Zschäpe spielt ein fieses Spiel

Nicht nur die Hinterbliebenen der NSU-Opfer würden viel dafür geben, einmal hinter die undurchdringliche Fassade der Hauptangeklagten zu blicken. Prozesswoche für Prozesswoche betritt Beate Zschäpe mit ständig wechselndem, aber stets gepflegtem Outfit den Gerichtssaal. Und dabei lässt sie nichts, aber auch gar nichts von sich nach außen - auch dann nicht, wenn Zeugen die ehrenrührigsten Dinge über sie zu Protokoll geben. Beherrscht ist sie, hat sich unter Kontrolle, spielt ein subtileres Spiel.

Erst leistet sich Zschäpe eine Dauerfehde mit ihren Alt-Anwälten, jetzt bestimmt sie mit ihrer Ankündigung, aussagen zu wollen, die Prozessdynamik.
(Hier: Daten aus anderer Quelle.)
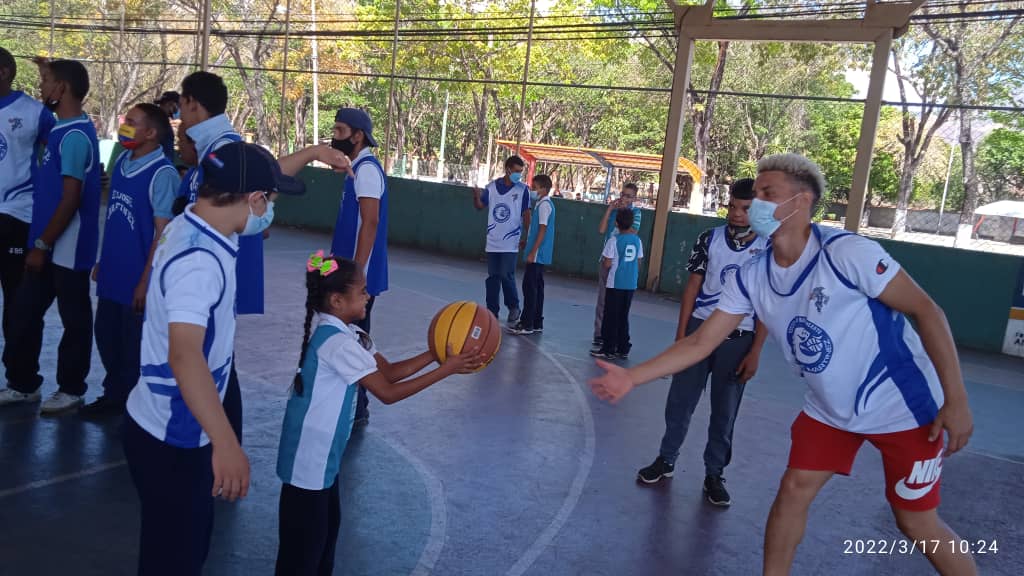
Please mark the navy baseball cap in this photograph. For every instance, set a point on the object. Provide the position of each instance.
(357, 120)
(244, 168)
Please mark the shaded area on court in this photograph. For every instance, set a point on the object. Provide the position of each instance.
(504, 457)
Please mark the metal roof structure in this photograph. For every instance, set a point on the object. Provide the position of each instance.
(607, 159)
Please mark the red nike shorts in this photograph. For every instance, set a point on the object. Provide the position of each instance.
(912, 463)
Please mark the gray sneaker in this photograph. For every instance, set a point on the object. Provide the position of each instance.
(60, 402)
(8, 396)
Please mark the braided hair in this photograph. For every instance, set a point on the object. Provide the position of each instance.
(318, 289)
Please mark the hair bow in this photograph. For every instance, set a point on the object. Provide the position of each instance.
(316, 261)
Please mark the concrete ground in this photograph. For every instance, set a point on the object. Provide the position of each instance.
(518, 469)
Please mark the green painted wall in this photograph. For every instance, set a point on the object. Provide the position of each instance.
(974, 288)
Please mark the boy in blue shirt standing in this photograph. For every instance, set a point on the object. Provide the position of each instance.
(622, 256)
(508, 201)
(143, 183)
(62, 237)
(540, 244)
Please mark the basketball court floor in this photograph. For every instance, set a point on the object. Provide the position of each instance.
(516, 470)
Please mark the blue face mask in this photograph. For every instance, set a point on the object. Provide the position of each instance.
(256, 224)
(762, 215)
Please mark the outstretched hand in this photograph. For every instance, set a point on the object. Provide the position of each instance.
(614, 384)
(955, 418)
(466, 362)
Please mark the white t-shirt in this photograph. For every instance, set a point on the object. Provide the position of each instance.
(865, 368)
(193, 282)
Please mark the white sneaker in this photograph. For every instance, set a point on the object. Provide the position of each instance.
(60, 402)
(8, 396)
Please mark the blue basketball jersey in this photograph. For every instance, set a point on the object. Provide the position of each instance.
(76, 249)
(864, 365)
(129, 229)
(349, 222)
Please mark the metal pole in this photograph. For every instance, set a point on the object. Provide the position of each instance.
(315, 50)
(670, 155)
(284, 82)
(525, 76)
(205, 55)
(945, 189)
(390, 96)
(53, 16)
(868, 128)
(440, 159)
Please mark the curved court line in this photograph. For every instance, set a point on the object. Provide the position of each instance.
(583, 470)
(438, 508)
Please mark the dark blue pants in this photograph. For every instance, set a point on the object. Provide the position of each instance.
(35, 296)
(726, 393)
(532, 297)
(174, 488)
(361, 402)
(501, 278)
(307, 530)
(119, 339)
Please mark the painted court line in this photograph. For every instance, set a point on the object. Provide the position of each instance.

Das empört vor allem die Nebenklage - Hier zum Beispiel der Anwalt Mehmet Daimagüler: "Frau Zschäpe hat die Anwälte, die sie aufopferungsvoll vom ersten Tag an betreut haben, zu Statisten degradiert!" Deren Verteidigungsstrategie, sich ihre Mandantin nicht um Kopf und Kragen reden zu lassen, liegt nun ad acta. Zschäpe wird ihre Aussage noch hinauszögern können, aber kaum mehr vermeiden.

"Kameraden verraten nicht ihre Kameraden"
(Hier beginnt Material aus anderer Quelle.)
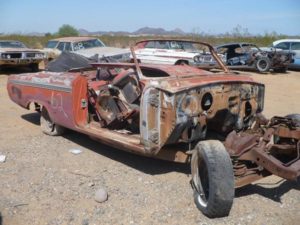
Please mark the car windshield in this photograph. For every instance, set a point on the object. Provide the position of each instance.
(11, 44)
(249, 47)
(187, 46)
(51, 44)
(87, 44)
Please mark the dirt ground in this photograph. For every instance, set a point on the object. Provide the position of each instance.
(41, 182)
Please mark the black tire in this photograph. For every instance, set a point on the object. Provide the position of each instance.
(48, 127)
(34, 67)
(212, 179)
(296, 120)
(263, 64)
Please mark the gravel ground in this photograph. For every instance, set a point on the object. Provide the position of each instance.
(41, 182)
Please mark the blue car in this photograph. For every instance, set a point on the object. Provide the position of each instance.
(290, 46)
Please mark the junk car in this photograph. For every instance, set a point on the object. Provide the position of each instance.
(290, 46)
(172, 52)
(85, 46)
(249, 56)
(179, 113)
(15, 53)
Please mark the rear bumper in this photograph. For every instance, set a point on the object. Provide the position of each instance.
(20, 61)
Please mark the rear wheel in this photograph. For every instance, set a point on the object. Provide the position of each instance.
(34, 67)
(212, 179)
(280, 70)
(49, 127)
(296, 120)
(263, 64)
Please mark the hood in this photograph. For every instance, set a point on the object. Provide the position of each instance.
(102, 51)
(271, 49)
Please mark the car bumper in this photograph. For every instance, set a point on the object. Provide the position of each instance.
(20, 61)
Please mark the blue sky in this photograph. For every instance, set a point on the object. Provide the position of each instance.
(209, 16)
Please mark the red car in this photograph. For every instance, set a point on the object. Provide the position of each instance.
(177, 113)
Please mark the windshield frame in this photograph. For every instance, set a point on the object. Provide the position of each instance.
(18, 44)
(87, 44)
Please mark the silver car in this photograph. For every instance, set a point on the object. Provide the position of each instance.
(291, 46)
(15, 53)
(85, 46)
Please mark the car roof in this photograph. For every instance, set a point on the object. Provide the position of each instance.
(285, 40)
(11, 41)
(73, 39)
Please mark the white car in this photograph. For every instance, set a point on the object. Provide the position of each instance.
(15, 53)
(291, 46)
(85, 46)
(173, 52)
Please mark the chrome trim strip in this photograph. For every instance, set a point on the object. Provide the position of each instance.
(41, 85)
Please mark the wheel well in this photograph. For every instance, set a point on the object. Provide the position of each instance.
(181, 62)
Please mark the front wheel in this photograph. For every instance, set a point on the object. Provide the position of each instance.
(212, 179)
(263, 64)
(48, 126)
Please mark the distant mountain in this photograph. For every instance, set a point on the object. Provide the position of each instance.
(142, 31)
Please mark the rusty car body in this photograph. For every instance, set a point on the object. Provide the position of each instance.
(173, 112)
(15, 53)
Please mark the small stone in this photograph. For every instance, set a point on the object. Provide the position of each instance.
(2, 158)
(91, 184)
(85, 222)
(75, 151)
(101, 195)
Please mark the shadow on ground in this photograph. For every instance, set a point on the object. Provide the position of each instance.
(141, 163)
(274, 192)
(32, 118)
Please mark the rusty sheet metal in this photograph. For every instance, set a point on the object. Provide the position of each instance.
(166, 117)
(255, 146)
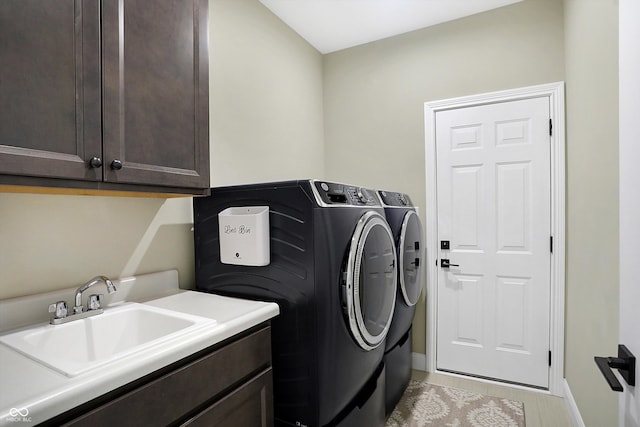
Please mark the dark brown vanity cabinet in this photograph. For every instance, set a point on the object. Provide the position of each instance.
(105, 94)
(229, 385)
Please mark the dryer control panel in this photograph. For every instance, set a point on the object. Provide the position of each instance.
(333, 194)
(391, 198)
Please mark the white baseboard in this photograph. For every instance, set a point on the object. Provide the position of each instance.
(419, 361)
(572, 407)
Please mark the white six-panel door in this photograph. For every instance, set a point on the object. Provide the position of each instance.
(493, 206)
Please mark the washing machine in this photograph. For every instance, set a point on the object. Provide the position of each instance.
(406, 227)
(332, 271)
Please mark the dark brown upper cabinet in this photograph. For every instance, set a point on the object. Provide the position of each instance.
(105, 95)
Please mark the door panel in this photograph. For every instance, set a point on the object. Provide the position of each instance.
(50, 88)
(629, 401)
(156, 92)
(493, 194)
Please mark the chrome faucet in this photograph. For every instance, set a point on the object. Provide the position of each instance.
(93, 303)
(111, 288)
Was ist zu erwarten? Nicht viel, sagt Kerstin Köditz von den Linken. Die Landtagsabgeordnete ist stellvertretende Vorsitzende des sächsischen NSU-Untersuchungsausschusses: "Ich vermute, dass sie jetzt gegen Ende des Prozesses ein bisschen Reue zeigen möchte und vielleicht erklärt, dass sie das alles gar nicht gewusst habe und dass ihr das mit dem Haus leidtue. Aber dass sie wirklich offenlegt, welches Netzwerk hinter diesen Taten gestanden hat, erwarte ich überhaupt nicht." Die Nebenklage in München, hier der Anwalt Stephan Kuhn, teilt diese Skepsis: "Die Frage ist, inwieweit sie da auch andere Betroffene wie den Herrn Wohlleben und den Herrn Eminger mit einbezieht. Meine Hoffnungen und Erwartungen sind da auch eher gering."
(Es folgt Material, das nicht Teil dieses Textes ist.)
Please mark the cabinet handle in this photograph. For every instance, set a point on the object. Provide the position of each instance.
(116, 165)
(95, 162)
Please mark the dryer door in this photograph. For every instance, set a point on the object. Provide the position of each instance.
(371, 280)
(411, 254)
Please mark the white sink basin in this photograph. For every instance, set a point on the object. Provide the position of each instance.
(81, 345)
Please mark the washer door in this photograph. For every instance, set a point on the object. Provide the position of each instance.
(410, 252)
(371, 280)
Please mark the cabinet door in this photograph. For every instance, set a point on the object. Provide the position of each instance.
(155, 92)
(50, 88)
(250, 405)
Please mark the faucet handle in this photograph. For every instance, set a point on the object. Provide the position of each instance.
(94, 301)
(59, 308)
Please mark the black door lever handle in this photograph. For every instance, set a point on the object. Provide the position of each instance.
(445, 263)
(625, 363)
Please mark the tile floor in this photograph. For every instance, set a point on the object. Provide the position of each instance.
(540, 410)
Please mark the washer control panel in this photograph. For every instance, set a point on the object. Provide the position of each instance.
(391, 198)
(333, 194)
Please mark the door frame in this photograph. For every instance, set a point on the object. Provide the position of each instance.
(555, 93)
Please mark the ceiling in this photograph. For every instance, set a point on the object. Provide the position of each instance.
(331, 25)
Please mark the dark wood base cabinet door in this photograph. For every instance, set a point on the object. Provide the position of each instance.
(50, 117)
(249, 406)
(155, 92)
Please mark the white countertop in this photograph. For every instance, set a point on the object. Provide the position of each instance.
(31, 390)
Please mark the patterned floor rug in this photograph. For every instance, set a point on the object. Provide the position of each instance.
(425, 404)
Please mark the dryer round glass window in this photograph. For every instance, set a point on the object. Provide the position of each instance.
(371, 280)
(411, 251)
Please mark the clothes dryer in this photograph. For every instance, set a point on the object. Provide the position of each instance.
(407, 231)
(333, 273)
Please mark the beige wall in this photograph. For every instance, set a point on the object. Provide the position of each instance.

Auch wenn Zschäpe Teile ihres Handelns aufrichtig bereuen sollte, auch wenn sie jetzt durch demonstratives Bedauern und Kooperieren ihr Strafmaß zu mildern versuchen sollte, so dürfte sie sich dennoch unverändert an den Ehrenkodex der rechten Szene gebunden fühlen, vermutet Köditz: "Die Kameraden verraten nicht ihre Kameraden. Das macht man nicht. Man liefert irgendwelche Informationen, aber nicht das Konkrete. Insofern erwarte ich von Frau Zschäpes Aussagen überhaupt nichts in Bezug auf das Netzwerk." Das mag vor Gericht in München nicht im Mittelpunkt stehen - da geht es ja ausschließlich darum, welche Straftaten man Beate Zschäpe nachweisen kann -, aber der Untersuchungsausschuss in Dresden interessiert sich primär für das NSU-Umfeld: "Wir glauben nicht an die These eines Trios. Wir gehen von einem Netzwerk aus. Und Teile dieses Netzwerks können natürlich auch heute wieder aktiv sein - bei den Anschlägen, wie sie jetzt gegen Flüchtlingsunterkünfte stattfinden."

Hätte, könnte, würde...

Im wünschenswerten, aber unwahrscheinlichen Fall, dass Zschäpe hier etwas Licht ins Dunkel bringt, könnte das sogar eine kleine Lawine lostreten. Die Verteidigung des Mitangeklagten Ralf Wohlleben, ein ehemaliger Thüringer NPD-Funktionär, hat bereits durchblicken lassen, dass auch ihr Mandant jetzt zur Aussage bereit ist. Offenbar befürchtet Wohlleben, dass Zschäpe ihn belasten könnte. Das wäre in der Tat eine Wende, wenn die Beschuldigten jetzt reinen Tisch machen. Viel spricht nicht dafür - aber der Prozess war ja schon für manche Überraschung gut.